I could not see that any of our warriors were falling; they were keeping themselves pretty well protected with their shields. Capping the slope where all this was going on was a long, narrow wall of rock running out from the summit of the range, and happening to glance up at it I saw numbers of the enemy hurrying out along it to get opposite our men and shoot down at them. I instantly urged my horse forward, shouting as loud as I could, but no one looked back and I knew that I was not heard. I went on to where the horses had been left, jumped from mine there and ran on out along the slope, shouting again and pointing up to the top of the rock wall. At last some one saw me, and gave the alarm, and the whole party stopped and looked at me, then up where I was pointing and saw their danger, and all turned and started to retreat.

But they had no more than started than the enemy began firing down at them. It was a long way down, several hundred yards, and their arrows and the few balls they fired did no damage; and seeing that, one of the enemy toppled a boulder off the cliff. It struck the slope with a loud crash and rolled and bounded on almost as swiftly as a ball from a gun, and I expected it to hurl three or four of our running men off the trail and down over the edge of the cliff. But when within twenty or thirty feet of the line it bounded high from the slope and shot out away over the trail, and away out over the cliff, and long afterward I heard it crash onto the bottom of the chasm.

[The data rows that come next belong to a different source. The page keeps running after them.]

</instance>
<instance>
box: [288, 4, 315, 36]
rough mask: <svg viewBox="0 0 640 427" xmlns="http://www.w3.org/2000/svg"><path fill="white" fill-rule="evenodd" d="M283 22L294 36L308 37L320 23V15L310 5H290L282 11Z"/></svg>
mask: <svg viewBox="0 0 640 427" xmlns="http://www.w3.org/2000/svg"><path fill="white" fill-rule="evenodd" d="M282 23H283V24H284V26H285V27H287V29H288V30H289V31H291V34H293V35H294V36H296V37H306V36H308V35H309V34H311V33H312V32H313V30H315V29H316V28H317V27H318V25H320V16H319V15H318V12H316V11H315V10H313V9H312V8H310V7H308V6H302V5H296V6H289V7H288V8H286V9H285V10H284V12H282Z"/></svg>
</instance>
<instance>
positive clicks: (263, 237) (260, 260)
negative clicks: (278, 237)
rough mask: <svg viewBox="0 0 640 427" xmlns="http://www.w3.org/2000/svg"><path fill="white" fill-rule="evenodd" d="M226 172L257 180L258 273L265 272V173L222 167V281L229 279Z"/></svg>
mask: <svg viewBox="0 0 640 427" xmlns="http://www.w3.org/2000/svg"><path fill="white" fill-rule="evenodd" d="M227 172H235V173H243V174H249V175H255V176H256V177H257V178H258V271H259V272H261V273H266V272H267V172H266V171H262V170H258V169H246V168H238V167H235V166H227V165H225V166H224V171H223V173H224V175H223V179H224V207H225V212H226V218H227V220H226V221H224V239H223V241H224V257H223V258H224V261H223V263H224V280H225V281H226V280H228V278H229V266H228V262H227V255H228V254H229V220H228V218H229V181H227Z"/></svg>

Now the enemy abandoned their weapons and began, all of them, to hurl boulders down onto the slope. Had they done that at first they would likely have swept many of our men off the trail and over the cliff; but now the most of them had passed the danger line. As the last of them were running out from under the outer point of the wall, a man there loosed a last big rock; it broke into many pieces when it hit the slope, and these went hurtling down with tremendous speed. There was no possibility of dodging them; two men were struck; one of them rolled down to the cliff and off it, but the other, the very last in the line, was whirled around, and as he dropped, half on and half off the trail, the man next to him turned back and helped him to his feet, and without further assistance he staggered on to safety. He was Lone Walker. His right shoulder was broken and terribly bruised. The man we had lost was Short Arrow, young, just recently made a warrior.

We all gathered where the horses had been left, and a doctor man bound the chief's wound as best he could. There was much talk of Short Arrow's sudden going, and regret for it; and there was rejoicing, too; the enemy had paid dearly, seven lives, for what buffalo and other game they had killed out on the Blackfeet plains.

The sun was setting. As we tightened saddle cinches and prepared to go, we had a last look out along the slope. A great crowd of people was gathered on the summit watching us, and up on the wall top over the trail, sharply outlined against the sunset sky, dozens of warriors were gathering piles of rocks to hurl down at us should we again attempt to cross the slope. Our chiefs had no thought of it. The enemy had been sufficiently punished, and anyhow the stand that they had taken was unassailable. We got onto our horses and hurried to get down into the valley below the rock wall while there was still a little light, and from there on let the horses take us home.

We arrived in camp long after midnight. The people were still up, awaiting our return, and the greeting that we got surprised me. The women and old men gathered around us, shouting the names of the warriors, praising them for their bravery, and giving thanks to the gods for their safe return. But there was mourning too; when the noise of the greeting subsided we could hear the relatives of Short Arrow wailing over their loss.

I did not sleep much that night; every time I fell into a doze I saw the bodies of the enemy bounding down that rocky slope and off the edge of the thousand foot wall, and awoke with a start.

Although suffering great pain in his shoulder, Lone Walker the next morning declared that he was able to travel, and camp was soon broken. After crossing the valley of Cutbank River we left the big south trail, turning off from it to the southeast, and after a time striking the valley of another stream, the Nat-ok-i-o-kan, or Two-Medicine-Lodge River. I learned that this was the main fork of Kyai-is-i-sak-ta, or Bear River, the stream which Lewis and Clark had named Maria's River, after the sweetheart of one of them. But I did not know that for many a year after I first saw it.

We went into camp in a heavily timbered bottom walled on the north side by a long, high cliff, at the foot of which was a great corral in the shape of a half circle, the cliff itself forming the back part of it. It was built of fallen trees, driftwood from the river, and boulders, and was very high and strong. Red Crow told me that it was a buffalo trap; that whole herds of buffaloes were driven off the cliff into it. I could not understand much of what he told me, but later on saw a great herd decoyed to a cliff and stampeded over it, a waterfall of huge, brown, whirling animals. It was a wonderful spectacle. I shall have something to say about that later on.